Butt claims that PSL has generated a lot of interest both among investors and players. According to him, over 80 overseas players had signed agreements and work on procuring no-objection certificates for them had started. Three ICC match officials also agreed to be part of PSL, he adds. “PSL bid documents for broadcasting, franchises and sponsorship rights were picked up by multinational, regional and local corporate groups; around 30 entities were interested which shows interest levels were very encouraging,” he says.
An official of a corporate entity, having a history of association with PCB, verifies his firm’s interest in PSL and thinks the league is a tangible proposition and something worth considering. Speaking on the condition of anonymity since he is not the spokesman for his firm, he says: “There is an audience for PSL and it makes good economic sense.”
Atif Bajwa, the president and the chief executive officer of Bank Alfalah, also confirms that his company did pick up bidding documents. “We thought PSL was a great initiative which also made commercial sense in the long run,” he says.
All this optimism, nonetheless, now revolves around a single question: When will PSL happen, if at all? Considering the ICC’s upcoming calendar and the Pakistan cricket team’s own engagements later this year, it seems most unlikely that 2013 will see the first ever edition of this ambitious league. There can be no cricket in Pakistan between May and August, due to bad weather conditions, and then the Caribbean Premier League in West Indies will begin, followed by Pakistan’s own test series against South Africa in the United Arab Emirates. “I don’t see PSL launching this year,” a PCB official tells the Herald on the condition of anonymity.
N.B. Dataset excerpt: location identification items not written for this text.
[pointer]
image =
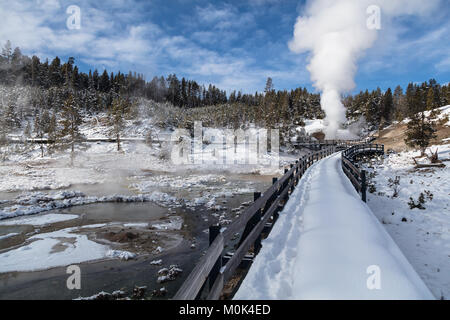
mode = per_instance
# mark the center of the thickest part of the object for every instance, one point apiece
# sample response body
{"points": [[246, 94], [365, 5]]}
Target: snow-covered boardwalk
{"points": [[327, 244]]}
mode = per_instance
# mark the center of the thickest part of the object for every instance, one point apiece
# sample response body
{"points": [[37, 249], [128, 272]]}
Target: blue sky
{"points": [[232, 44]]}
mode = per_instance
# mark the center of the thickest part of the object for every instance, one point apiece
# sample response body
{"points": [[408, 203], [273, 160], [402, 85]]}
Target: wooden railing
{"points": [[358, 177], [257, 219]]}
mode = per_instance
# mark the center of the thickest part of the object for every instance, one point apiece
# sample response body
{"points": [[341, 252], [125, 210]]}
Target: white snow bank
{"points": [[122, 255], [34, 203], [323, 244], [9, 235], [423, 235]]}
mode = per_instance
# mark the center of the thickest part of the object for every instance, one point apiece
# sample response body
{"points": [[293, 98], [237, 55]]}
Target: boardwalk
{"points": [[324, 244]]}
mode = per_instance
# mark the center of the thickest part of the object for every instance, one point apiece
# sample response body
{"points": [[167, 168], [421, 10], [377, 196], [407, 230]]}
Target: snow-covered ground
{"points": [[423, 235], [327, 244], [47, 250]]}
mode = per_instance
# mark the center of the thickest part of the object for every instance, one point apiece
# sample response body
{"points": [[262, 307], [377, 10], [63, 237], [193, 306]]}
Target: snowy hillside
{"points": [[326, 244]]}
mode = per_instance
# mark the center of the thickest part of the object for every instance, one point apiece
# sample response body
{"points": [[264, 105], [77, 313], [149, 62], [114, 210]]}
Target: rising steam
{"points": [[336, 35]]}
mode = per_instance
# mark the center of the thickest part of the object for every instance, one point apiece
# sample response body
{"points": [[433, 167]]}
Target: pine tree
{"points": [[120, 108], [420, 131]]}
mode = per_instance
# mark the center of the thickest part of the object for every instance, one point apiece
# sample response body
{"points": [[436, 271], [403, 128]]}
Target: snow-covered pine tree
{"points": [[119, 109]]}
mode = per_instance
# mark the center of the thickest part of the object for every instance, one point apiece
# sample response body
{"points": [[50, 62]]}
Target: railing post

Prospective investors, therefore, have put off their PSL plans. “We can’t say if PSL will take place or not; there are so many variables and conditions which are not in anybody’s control; until those uncertainties are overcome, no one can be sure [about PSL’s future],” says Bajwa. “With the indefinite status of PSL and change of personnel, we are just going to wait and see,” he adds.
What could such uncertainty mean for cricket in Pakistan? Samiuddin says the league is perhaps the only means for PCB to stay afloat in the long run and its postponement may create major financial problems for the board in coming years. “Financially, the board is just about okay for another year or so but after that the crunch caused by no international cricket [taking place in Pakistan] will hit the board and for that reason this league was vital.” Nadeem Sarwar, PCB’s spokesman, readily agrees. “With no international cricket in Pakistan, PCB needs domestic tournaments that can help replenish its coffers,” he says.
But the postponement might well have already killed the goose that could lay golden eggs. “Postponing PSL sends a bad signal out to people who wanted to get involved,” says Samiuddin. “Why would they want to invest in a poorly thought out product which gets cancelled or postponed or rescheduled for any reason ranging from security to the board’s own problems?”
A prematurely announced and ill-conceived PSL is definitely the last thing that the troubled sport needed in Pakistan.